TRIBUNNEWS.COM, JAKARTA -- Menteri Sosial Khofifah Indar Parawansa mengingatkan peran perempuan sebagai Ibu Bangsa harus terus diperkuat dan diviralkan demi mewujudkan generasi penerus bangsa yang sehat, cerdas dan berkarakter.
Hal tersebut disampaikan Khofifah saat memberikan arahan sekaligus membuka Musyawarah Kerja 2017 KOWANI di gedung Lemhanas, Jakarta, Rabu (9/8/2017).
"Mari kita panggil kembali memori kita pada saat Kongres Perempoean Indonesia II tahun 1935 di Jakarta dimana saat itu lahir keputusan penting bahwa kewajiban utama wanita Indonesia adalah menjadi 'Ibu Bangsa' yang berarti berusaha menumbuhkan generasi baru yang lebih sadar akan kebangsaannya," katanya.
Harus diakui, lanjutnya, tantangan ibu puluhan tahun lalu sangat berbeda dengan hari ini. Penetrasi gawai, pengaruh media sosial dan beragam aplikasi pesan pribadi yang mengarah pada radikalisme dan intoleransi, kekerasan, main hakim sendiri serta pengaruh narkoba pada anak muda saat ini telah mengubah konstruksi berpikir anak-anak hari ini," tuturnya
Pengaruh tersebut, lanjutnya, turut menggeser perilaku dan pola tindak anak-anak, penghormatan kepada orangtua dan penghormatan kepada guru bahkan kecintaan kepada bangsa dan negara.
"Inilah saatnya menyerukan kepada semua perempuan Indonesia bahwa sebagai Ibu Bangsa kita mengemban tugas mendidik dan membimbing anak-anak bangsa terhadap pentingnya menjaga persatuan, kesatuan dan persaudaraan. Tentang nilai keberagaman, kebangsaan, toleransi serta membangun persaudaraan intern dan antar umat beragama dengan baik ," tuturnya.

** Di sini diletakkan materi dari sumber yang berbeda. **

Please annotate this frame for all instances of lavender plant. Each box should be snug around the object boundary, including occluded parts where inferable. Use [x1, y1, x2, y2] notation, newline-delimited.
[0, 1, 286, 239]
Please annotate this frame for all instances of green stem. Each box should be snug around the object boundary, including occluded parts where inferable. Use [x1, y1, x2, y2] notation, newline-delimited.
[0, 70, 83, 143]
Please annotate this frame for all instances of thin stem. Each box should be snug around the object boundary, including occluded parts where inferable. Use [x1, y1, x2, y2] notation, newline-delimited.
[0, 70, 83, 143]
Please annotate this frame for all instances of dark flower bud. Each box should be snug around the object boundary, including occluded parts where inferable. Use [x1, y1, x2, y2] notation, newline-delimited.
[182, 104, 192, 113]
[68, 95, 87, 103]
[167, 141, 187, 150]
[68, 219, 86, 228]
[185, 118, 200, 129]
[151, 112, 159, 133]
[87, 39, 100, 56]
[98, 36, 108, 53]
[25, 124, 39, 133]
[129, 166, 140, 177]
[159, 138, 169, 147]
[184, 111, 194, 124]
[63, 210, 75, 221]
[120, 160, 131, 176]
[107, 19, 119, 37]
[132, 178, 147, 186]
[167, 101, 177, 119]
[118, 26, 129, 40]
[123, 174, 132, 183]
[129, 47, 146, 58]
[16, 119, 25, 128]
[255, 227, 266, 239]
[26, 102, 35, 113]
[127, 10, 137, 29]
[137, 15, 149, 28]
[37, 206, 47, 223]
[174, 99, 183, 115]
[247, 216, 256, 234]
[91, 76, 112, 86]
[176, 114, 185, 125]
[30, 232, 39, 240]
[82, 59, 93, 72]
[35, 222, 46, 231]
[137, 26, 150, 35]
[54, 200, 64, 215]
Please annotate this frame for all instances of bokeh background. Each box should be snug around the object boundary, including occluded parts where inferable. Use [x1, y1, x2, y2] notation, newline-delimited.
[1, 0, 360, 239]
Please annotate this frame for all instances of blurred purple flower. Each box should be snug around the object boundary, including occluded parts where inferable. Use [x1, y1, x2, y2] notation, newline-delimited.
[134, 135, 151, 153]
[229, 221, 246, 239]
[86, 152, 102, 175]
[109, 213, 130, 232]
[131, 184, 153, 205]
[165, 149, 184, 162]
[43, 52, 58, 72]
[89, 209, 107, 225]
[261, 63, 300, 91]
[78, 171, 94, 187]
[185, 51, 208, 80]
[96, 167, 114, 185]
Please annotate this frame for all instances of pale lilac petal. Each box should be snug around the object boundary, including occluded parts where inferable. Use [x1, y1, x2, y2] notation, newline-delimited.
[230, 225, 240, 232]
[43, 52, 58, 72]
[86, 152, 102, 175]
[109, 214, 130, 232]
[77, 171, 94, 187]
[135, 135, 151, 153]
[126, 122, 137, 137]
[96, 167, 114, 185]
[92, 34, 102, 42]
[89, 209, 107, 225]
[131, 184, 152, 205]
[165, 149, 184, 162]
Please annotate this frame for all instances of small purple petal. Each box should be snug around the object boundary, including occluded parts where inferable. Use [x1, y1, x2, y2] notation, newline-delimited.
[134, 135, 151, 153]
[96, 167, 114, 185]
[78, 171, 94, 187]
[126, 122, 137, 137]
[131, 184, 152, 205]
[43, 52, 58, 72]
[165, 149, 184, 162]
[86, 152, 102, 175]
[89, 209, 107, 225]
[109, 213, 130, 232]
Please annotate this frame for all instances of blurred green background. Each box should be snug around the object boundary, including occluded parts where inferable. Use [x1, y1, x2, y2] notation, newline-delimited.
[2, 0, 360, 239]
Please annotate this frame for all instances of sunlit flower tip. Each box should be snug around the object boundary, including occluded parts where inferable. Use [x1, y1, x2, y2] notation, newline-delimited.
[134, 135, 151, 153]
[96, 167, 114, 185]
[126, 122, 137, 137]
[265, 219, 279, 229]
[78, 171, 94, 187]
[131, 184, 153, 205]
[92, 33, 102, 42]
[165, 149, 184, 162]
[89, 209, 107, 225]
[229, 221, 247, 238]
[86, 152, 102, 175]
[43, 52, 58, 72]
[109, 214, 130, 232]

KOWANI, lanjutnya, memiliki kekuatan sejarah terhadap pemikiran strategis perempuan sebagai ibu bangsa. Maka pada momentum strategis Musyawarah Kerja KOWANI di bulang Agustus ini saya berharap ada revitalisasi peran strategis ibu bangsa dilakukan secara serius dan berkelanjutan.
Kepada anak-anak, lanjut Mensos, harus ditanamkan pemahaman bahwa Indonesia lahir dari beragam suku bangsa, agama, ras, dan kebudayaan yang diikat oleh ideologi Pancasila.
"Di sekolah mungkin hal ini diajarkan namun orang tua tidak boleh menyerahkan sepenuhnya pendidikan anak kepada guru. Sekolah mungkin mencetak anak menjadi pintar, namun di keluarga mereka mendapatkan pendidikan budi pekerti, pendidikan kebangsaan dan jati diri bangsa," terangnya.
Ketika sebuah keluarga memiliki pondasi keberagaman, kebangsaan sekaligus keagamaan yang kuat, diharapkan akan meneguhkan rasa nasionalisme dan kecintaannya kepada Indonesia.
"Sehingga muncul kesadaran untuk rela berkorban, merawat, memelihara dan melindungi bangsa ini dari segala bahaya yang mengancam," katanya.
Selain peran ibu, Mensos mengatakan peran bapak juga sangat penting. Anak-anak harus mendapatkan bimbingan dan kasih sayang kedua irang tuanya. Ibu dan bapaknya. Jangan sampai anak merasa adanya ayah sama dengan tidak adanya karena minimnya makna kehadiran dan peran sang ayah. Kedua orang tua punya kewajiban mengajarkan kepada anak-anak perihal sopan santun, menanamkan akhlak yang baik dan dan pribadi yang berkarakter.
"Mari jadikan ini sebuah ikhtiar bersama, upaya kolektif sebagai wujud nyata kecintaan kita pada NKRI," tutup Mensos.